Expression of lef1, groucho2, lsd1 and corest in apc Mutant Zebrafish Embryos and their Knockdown with Morpholino, Related to Figure 5

(A) Quantitative RT-PCR showing fold upregulation of lef1, groucho2, lsd1 and corest in apc^mcr zebrafish compared apc^wt embryos. Transcript levels normalized to 28S rRNA transcripts and then to wild-type values.

(B–F) Bright light images showing gross morphological rescue (B), rescue of yolk structure (C and D), rescue of pectoral fins (marked by arrowhead) (E), and rescue of the somite organization (F) in apc^mcr zebrafish injected with lef1 morpholino. Note increased body length of apc^mcr zebrafish injected with lef1 Mo compared to uninjected embryos in panel B.

(G) Western blot showing levels of Groucho2 in apc^mcr zebrafish embryos (72hpf) injected with control Mo or Groucho2 Mo. Vinculin was used as a loading control.

(H) Western blot showing levels of β-catenin in apcwt and apc^mcr zebrafish embryos (72hpf) injected with control Mo or Cox-2 Mo. Actin was used as a loading control.

(I and J) RT-PCR for indicated genes in apc^wt and apc^mcr embryos injected with control Mo or Cox-2 Mo (I) or treated with DMSO or NS-398 (J). Fold change indicates transcripts levels normalized first to 28S and then to wild-type values, normalized as 1.

(K) RT-PCR results for lef1 in apc^mcr embryos injected with wild-type APC (APC SAMP) expressing DNA or a mutant deficient in Axin binding (APC AALP).
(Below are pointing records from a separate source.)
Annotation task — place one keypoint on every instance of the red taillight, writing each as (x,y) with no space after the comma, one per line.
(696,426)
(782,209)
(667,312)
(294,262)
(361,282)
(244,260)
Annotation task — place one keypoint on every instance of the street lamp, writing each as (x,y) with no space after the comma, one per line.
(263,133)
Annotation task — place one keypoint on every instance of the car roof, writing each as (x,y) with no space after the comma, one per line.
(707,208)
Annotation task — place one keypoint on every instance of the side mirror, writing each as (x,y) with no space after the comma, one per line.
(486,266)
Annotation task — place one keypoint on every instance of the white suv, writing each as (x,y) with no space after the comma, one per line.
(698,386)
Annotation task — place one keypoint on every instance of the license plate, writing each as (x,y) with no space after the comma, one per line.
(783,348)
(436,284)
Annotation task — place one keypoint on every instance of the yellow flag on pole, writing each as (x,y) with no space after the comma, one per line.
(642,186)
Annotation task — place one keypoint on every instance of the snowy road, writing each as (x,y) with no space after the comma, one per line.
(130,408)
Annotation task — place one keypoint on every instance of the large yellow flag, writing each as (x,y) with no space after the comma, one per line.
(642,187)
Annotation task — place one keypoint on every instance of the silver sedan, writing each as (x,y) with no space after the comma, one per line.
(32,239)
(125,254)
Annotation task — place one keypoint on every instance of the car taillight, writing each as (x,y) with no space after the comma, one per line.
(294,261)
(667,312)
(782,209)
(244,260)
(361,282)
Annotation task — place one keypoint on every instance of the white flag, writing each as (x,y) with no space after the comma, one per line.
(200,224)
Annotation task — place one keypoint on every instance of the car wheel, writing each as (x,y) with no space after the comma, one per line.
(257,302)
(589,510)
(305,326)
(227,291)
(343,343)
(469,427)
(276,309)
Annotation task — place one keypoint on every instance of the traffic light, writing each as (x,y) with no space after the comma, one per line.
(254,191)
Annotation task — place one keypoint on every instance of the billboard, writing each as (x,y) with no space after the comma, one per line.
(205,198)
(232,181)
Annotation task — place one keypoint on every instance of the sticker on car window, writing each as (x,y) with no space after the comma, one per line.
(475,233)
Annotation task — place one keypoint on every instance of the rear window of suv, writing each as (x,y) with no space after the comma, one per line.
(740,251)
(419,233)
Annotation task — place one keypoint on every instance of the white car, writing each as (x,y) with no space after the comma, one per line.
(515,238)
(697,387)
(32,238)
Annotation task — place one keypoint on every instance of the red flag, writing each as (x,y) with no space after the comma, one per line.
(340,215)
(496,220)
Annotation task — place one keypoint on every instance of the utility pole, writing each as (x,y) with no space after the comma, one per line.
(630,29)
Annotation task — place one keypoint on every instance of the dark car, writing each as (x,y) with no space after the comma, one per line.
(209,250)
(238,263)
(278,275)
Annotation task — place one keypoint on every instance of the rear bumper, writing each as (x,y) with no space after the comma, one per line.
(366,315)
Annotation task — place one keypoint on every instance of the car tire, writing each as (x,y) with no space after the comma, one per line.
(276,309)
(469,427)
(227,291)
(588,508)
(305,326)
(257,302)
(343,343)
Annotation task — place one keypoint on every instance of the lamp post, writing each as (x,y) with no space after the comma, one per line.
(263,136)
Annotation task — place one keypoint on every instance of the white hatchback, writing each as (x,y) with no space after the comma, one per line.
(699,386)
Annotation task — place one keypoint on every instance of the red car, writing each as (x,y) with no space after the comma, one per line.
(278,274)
Lsd1 and Ctbp1 Are Upregulated in apc Mutant Zebrafish Embryos, Related to Figure 7

(A) Immunoblot showing that apc^mcr zebrafish embryos express higher levels of Lsd1 and Ctbp protein compared to apc^wt siblings (at 72hpf). Vinculin is used as a loading control.

(B and C) apc^mcr zebrafish were injected with lsd1/corest/control morpholino at the one cell stage. Total protein was harvested at 72hpf. Immunoblotting was performed with the indicated antibodies.